As of April 2026, Tanzania had the following stake and districts:

| Stake/District | Organized |
|---|---|
| Arusha Tanzania District | 20 Nov 2022 |
| Dar es Salaam Tanzania Stake | 26 Jan 2025 |
| Dar es Salaam Tanzania Chang'ombe District | 13 Nov 2022 |
| Dar es Salaam Tanzania Kigamboni District | 15 Feb 2026 |
| Mwanza Tanzania District | 18 Jun 2023 |

- Congregations in Tanzania not part of a Stake or District
- Dodoma Branch
- Iringa Branch
- Kigoma Branch
- Kisasi Branch (Dodoma)
- Mbeya Branch
- Morogoro Branch
- Moshi Branch
- Tanzania Dar es Salaam Dispersed Members Unit

The Tanzania Dar es Salaam Dispersed Members Unit coveres portions of Tanzania not in proximity of a meetinghouse.
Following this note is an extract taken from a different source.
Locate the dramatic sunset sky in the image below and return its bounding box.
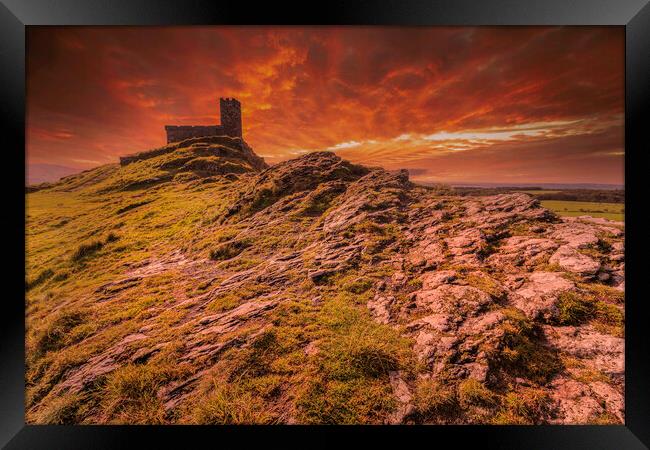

Congregations not part of a stake are called branches, regardless of size. A Family History Center is located in Dar es Salaam.

==Missions==
Tanzania was part of the newly created Kenya Nairobi Mission when missionaries first came to Tanzania. On July 1, 2020, the Tanzania Dar es Salaam mission was created.

==Temples==
There are no temples in Tanzania. As of February 2023, Tanzania was located in the Johannesburg South Africa Temple District with the Nairobi Kenya Temple under construction.